Controlling Space in Hash Clusters: Example 1

You decide to load the emp table into a hash cluster. Most queries retrieve employee records by their employee number. You estimate that the maximum number of rows in the emp table at any given time is 10000 and that the average row size is 55 bytes.

In this case, empno should be the cluster key. Because this column contains integers that are unique, the internal hash function can be bypassed. SIZE can be set to the average row size, 55 bytes. Note that 34 hash keys are assigned for each data block. HASHKEYS can be set to the number of rows in the table, 10000. The database rounds this value up to the next highest prime number: 10007.

CREATE CLUSTER emp_cluster (empno 
NUMBER)
. . .
SIZE 55
HASH IS empno HASHKEYS 10000;

Controlling Space in Hash Clusters: Example 2

Conditions similar to the previous example exist. In this case, however, rows are usually retrieved by department number. At most, there are 1000 departments with an average of 10 employees for each department. Department numbers increment by 10 (0, 10, 20, 30, . . .).

In this case, deptno should be the cluster key.

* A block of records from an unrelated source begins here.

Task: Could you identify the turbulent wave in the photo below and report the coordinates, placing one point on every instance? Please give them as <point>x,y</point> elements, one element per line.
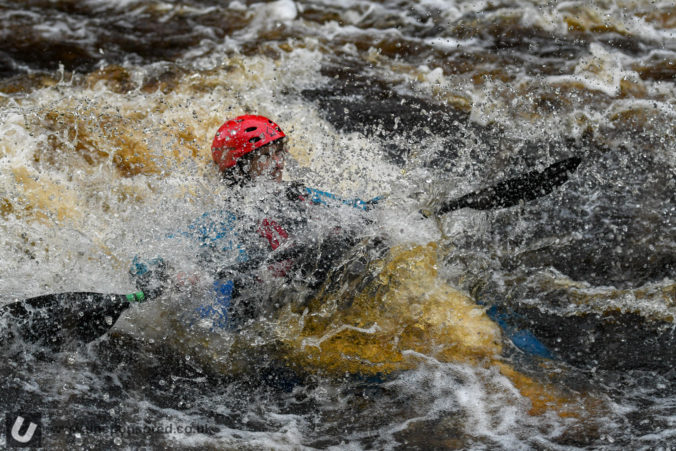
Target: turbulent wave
<point>108,110</point>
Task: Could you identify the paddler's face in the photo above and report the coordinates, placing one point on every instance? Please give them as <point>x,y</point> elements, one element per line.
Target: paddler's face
<point>268,162</point>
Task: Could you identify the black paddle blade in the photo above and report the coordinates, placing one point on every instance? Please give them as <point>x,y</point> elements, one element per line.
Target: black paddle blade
<point>54,320</point>
<point>507,193</point>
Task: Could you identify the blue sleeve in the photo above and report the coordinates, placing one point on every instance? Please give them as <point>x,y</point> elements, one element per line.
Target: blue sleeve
<point>325,198</point>
<point>522,338</point>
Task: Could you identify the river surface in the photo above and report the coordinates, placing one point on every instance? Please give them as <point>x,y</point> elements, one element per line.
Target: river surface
<point>107,112</point>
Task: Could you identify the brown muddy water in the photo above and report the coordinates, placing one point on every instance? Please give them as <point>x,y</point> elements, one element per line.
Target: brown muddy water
<point>108,109</point>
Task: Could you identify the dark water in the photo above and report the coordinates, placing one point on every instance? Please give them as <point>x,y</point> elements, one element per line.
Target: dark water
<point>108,111</point>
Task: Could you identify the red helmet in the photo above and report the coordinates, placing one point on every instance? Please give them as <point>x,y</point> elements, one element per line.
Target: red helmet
<point>237,137</point>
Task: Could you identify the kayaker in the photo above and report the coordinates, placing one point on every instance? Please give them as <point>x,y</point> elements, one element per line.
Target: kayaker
<point>240,252</point>
<point>291,239</point>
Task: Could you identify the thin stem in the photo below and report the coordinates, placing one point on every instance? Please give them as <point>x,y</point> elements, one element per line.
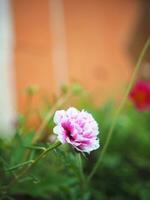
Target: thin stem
<point>80,167</point>
<point>42,155</point>
<point>125,97</point>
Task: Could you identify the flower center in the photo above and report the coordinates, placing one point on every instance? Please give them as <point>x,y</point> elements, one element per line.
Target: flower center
<point>68,130</point>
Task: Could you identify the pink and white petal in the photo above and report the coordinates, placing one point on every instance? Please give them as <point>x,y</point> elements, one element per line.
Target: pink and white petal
<point>59,116</point>
<point>58,130</point>
<point>62,138</point>
<point>72,112</point>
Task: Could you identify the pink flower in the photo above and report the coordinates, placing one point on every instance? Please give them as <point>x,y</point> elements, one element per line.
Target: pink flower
<point>140,95</point>
<point>77,128</point>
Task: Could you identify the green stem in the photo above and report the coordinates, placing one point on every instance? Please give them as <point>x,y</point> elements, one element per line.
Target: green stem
<point>80,168</point>
<point>42,155</point>
<point>125,97</point>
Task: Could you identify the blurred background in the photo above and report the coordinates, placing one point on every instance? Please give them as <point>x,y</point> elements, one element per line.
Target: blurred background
<point>49,43</point>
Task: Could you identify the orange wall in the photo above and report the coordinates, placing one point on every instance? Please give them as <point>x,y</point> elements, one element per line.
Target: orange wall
<point>97,35</point>
<point>33,47</point>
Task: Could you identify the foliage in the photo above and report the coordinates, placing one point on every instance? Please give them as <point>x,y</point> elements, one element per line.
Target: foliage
<point>123,174</point>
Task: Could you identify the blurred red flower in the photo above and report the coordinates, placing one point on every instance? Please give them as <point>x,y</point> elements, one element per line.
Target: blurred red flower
<point>140,95</point>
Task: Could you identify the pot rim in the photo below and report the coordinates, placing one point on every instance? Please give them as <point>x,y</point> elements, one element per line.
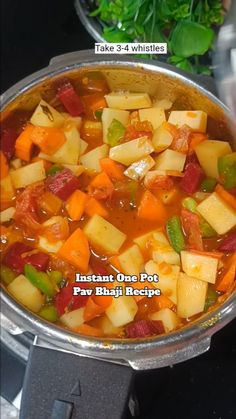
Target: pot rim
<point>202,328</point>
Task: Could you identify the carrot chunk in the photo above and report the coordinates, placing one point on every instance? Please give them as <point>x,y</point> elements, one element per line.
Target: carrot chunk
<point>4,169</point>
<point>112,169</point>
<point>24,144</point>
<point>152,208</point>
<point>76,204</point>
<point>76,250</point>
<point>93,207</point>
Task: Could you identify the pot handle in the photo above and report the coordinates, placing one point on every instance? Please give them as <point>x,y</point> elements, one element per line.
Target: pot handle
<point>63,385</point>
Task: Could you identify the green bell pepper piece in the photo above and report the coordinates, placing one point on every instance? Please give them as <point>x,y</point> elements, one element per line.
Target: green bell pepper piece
<point>115,133</point>
<point>53,170</point>
<point>7,275</point>
<point>40,280</point>
<point>208,184</point>
<point>227,170</point>
<point>190,204</point>
<point>49,313</point>
<point>211,298</point>
<point>175,234</point>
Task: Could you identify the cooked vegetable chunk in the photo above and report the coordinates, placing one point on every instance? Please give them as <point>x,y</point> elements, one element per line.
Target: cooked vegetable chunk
<point>208,153</point>
<point>108,115</point>
<point>197,120</point>
<point>122,311</point>
<point>154,115</point>
<point>168,318</point>
<point>128,100</point>
<point>217,213</point>
<point>26,293</point>
<point>191,296</point>
<point>104,235</point>
<point>199,266</point>
<point>130,152</point>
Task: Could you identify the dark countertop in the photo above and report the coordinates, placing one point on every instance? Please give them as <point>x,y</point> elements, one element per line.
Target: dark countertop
<point>205,387</point>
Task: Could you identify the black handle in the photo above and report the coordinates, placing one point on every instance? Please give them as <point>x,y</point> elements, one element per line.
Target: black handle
<point>61,385</point>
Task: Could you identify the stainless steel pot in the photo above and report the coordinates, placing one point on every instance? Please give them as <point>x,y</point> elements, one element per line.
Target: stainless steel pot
<point>136,75</point>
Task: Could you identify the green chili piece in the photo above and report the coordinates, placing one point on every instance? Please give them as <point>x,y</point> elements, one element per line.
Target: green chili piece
<point>211,298</point>
<point>7,275</point>
<point>190,204</point>
<point>208,184</point>
<point>227,170</point>
<point>53,170</point>
<point>49,313</point>
<point>55,276</point>
<point>115,133</point>
<point>175,234</point>
<point>40,280</point>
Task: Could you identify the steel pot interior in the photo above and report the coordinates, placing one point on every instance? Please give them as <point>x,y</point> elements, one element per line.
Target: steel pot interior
<point>157,80</point>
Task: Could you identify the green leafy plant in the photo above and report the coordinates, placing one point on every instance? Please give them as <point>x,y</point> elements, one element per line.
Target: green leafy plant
<point>188,26</point>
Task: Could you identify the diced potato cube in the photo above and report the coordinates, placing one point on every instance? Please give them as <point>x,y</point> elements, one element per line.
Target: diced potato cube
<point>131,261</point>
<point>197,120</point>
<point>26,293</point>
<point>77,169</point>
<point>144,240</point>
<point>104,235</point>
<point>217,213</point>
<point>162,103</point>
<point>128,153</point>
<point>108,115</point>
<point>121,100</point>
<point>168,276</point>
<point>208,153</point>
<point>69,152</point>
<point>191,295</point>
<point>28,174</point>
<point>154,115</point>
<point>7,214</point>
<point>46,116</point>
<point>7,191</point>
<point>122,310</point>
<point>169,319</point>
<point>139,169</point>
<point>162,138</point>
<point>170,160</point>
<point>199,266</point>
<point>91,160</point>
<point>73,318</point>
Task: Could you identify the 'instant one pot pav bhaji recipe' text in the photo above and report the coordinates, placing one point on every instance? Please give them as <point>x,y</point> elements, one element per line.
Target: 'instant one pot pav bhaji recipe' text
<point>100,182</point>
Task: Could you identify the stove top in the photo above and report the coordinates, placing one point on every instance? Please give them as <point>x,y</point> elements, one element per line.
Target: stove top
<point>204,387</point>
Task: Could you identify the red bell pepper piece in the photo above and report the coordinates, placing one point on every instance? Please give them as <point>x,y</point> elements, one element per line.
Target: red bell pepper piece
<point>16,258</point>
<point>144,328</point>
<point>8,140</point>
<point>70,99</point>
<point>66,300</point>
<point>191,226</point>
<point>229,243</point>
<point>63,183</point>
<point>193,175</point>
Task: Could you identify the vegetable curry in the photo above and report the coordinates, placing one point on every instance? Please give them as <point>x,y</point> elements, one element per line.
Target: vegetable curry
<point>102,182</point>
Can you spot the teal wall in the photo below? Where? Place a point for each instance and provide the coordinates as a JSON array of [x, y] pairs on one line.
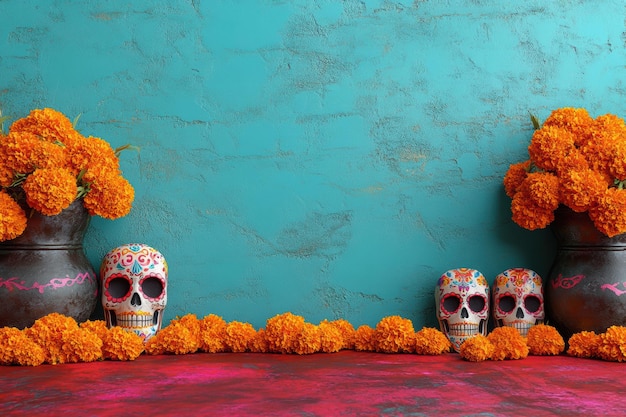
[[329, 158]]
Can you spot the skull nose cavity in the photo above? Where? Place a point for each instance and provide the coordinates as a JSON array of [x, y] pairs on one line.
[[135, 301]]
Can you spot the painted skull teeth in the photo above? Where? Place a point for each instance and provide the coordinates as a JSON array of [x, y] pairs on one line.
[[522, 327], [134, 288], [135, 320], [464, 329]]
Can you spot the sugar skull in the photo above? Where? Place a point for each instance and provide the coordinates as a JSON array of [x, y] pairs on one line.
[[134, 288], [518, 299], [462, 298]]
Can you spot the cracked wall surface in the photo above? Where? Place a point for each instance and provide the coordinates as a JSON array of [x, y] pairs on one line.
[[327, 158]]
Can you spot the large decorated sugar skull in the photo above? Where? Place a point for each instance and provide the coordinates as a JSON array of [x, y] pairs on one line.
[[462, 298], [518, 299], [134, 288]]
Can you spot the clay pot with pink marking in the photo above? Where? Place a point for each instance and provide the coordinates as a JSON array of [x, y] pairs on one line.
[[586, 286], [45, 270]]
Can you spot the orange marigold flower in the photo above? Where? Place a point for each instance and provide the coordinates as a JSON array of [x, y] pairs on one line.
[[609, 214], [528, 215], [120, 344], [47, 332], [309, 340], [92, 153], [507, 343], [50, 190], [23, 152], [543, 339], [16, 348], [213, 334], [549, 146], [282, 332], [582, 188], [347, 331], [259, 344], [613, 344], [176, 338], [239, 336], [394, 334], [542, 188], [364, 338], [49, 124], [331, 338], [514, 177], [476, 349], [584, 344], [110, 196], [80, 345], [431, 341], [577, 121], [13, 220]]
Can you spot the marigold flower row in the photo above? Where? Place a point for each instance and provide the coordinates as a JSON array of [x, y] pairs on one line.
[[57, 339]]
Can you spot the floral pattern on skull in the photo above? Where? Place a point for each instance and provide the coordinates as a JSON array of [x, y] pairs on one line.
[[134, 288]]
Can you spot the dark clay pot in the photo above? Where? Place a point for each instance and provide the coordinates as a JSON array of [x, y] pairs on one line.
[[45, 270], [586, 287]]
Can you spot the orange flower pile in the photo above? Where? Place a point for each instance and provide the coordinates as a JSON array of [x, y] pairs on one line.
[[57, 339], [576, 161], [47, 164], [609, 346]]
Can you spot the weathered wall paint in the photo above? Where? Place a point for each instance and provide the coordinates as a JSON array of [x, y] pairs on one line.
[[326, 158]]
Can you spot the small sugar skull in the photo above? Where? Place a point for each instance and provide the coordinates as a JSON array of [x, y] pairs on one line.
[[134, 288], [518, 299], [462, 298]]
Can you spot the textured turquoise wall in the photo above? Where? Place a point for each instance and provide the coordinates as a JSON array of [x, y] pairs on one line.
[[322, 157]]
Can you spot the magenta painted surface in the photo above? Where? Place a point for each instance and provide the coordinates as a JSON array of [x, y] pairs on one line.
[[345, 383]]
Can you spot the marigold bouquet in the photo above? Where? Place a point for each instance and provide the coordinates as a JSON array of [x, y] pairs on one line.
[[46, 164], [576, 161]]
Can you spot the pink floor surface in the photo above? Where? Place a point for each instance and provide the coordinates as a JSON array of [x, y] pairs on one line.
[[347, 383]]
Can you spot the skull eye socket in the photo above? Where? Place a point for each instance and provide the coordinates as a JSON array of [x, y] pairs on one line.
[[506, 303], [532, 303], [477, 303], [152, 287], [118, 288], [451, 303]]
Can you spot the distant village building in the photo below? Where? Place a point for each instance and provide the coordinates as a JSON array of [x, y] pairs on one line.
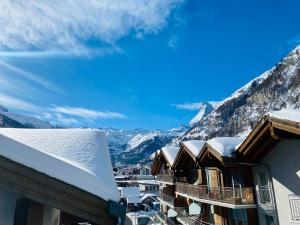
[[232, 180], [56, 177]]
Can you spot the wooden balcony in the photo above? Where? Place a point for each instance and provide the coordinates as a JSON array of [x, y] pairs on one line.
[[167, 177], [229, 195], [187, 219], [167, 198], [171, 200], [295, 207], [166, 220]]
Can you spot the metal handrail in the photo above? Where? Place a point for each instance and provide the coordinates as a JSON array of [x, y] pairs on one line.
[[231, 195], [295, 207]]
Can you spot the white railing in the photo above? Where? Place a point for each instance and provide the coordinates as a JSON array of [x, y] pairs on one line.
[[295, 207]]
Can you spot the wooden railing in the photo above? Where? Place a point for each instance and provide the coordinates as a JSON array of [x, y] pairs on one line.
[[167, 198], [236, 196], [167, 177], [187, 219], [295, 207], [169, 221]]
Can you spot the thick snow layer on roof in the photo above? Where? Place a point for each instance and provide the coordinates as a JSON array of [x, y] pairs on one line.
[[79, 157], [298, 64], [170, 152], [286, 114], [225, 145], [133, 200], [129, 192], [194, 146], [152, 195]]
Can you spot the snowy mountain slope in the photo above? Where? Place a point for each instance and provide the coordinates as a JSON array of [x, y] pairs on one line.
[[275, 89], [134, 146]]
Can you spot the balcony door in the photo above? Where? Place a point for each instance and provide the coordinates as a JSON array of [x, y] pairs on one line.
[[264, 194]]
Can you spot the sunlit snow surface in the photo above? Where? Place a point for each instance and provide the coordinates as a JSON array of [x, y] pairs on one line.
[[79, 157]]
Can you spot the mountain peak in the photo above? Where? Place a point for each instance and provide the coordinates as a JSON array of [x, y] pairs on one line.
[[205, 109], [3, 109]]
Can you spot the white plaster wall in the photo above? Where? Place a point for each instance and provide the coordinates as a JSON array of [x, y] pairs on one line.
[[51, 216], [284, 166], [7, 207]]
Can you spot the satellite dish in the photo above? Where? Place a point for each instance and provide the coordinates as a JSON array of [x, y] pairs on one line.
[[194, 209], [172, 213]]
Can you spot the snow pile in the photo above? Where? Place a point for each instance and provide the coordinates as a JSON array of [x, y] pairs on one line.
[[79, 157], [225, 145], [286, 114], [194, 146], [170, 152], [129, 192], [298, 64]]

Since this column contains integers that are uniformly distributed, the internal hash function can be bypassed. A preliminary value of SIZE (the average amount of space required to hold all rows for each department) is 55 bytes * 10, or 550 bytes. Using this value for SIZE, only three hash keys can be assigned for each data block. If you expect some collisions and want maximum performance of data retrieval, slightly alter your estimated SIZE to prevent collisions from requiring overflow blocks. By adjusting SIZE by 12%, to 620 bytes (see "Setting SIZE"), there is more space for rows from expected collisions.

HASHKEYS can be set to the number of unique department numbers, 1000. The database rounds this value up to the next highest prime number: 1009.

CREATE CLUSTER emp_cluster (deptno NUMBER)
. . .
SIZE 620
HASH IS deptno HASHKEYS 1000;

Estimating Size Required by Hash Clusters

As with index clusters, it is important to estimate the storage required for the data in a hash cluster.

Oracle Database guarantees that the initial allocation of space is sufficient to store the hash table according to the settings SIZE and HASHKEYS. If settings for the storage parameters INITIAL, NEXT, and MINEXTENTS do not account for the hash table size, incremental (additional) extents are allocated until at least SIZE*HASHKEYS is reached. For example, assume that the data block size is 2K, the available data space for each block is approximately 1900 bytes (data block size minus overhead), and that the STORAGE and HASH parameters are specified in the CREATE CLUSTER statement as follows:

STORAGE (INITIAL 100K
    NEXT 150K
    MINEXTENTS 1
    PCTINCREASE 0)
SIZE 1500
HASHKEYS 100

In this example, only one hash key can be assigned for each data block. Therefore, the initial space required for the hash cluster is at least 100*2K or 200K. The settings for the storage parameters do not account for this requirement. Therefore, an initial extent of 100K and a second extent of 150K are allocated to the hash cluster.

Alternatively, assume the HASH parameters are specified as follows:

SIZE 500 HASHKEYS 100

In this case, three hash keys are assigned to each data block. Therefore, the initial space required for the hash cluster is at least 34*2K or 68K. The initial settings for the storage parameters are sufficient for this requirement (an initial extent of 100K is allocated to the hash cluster).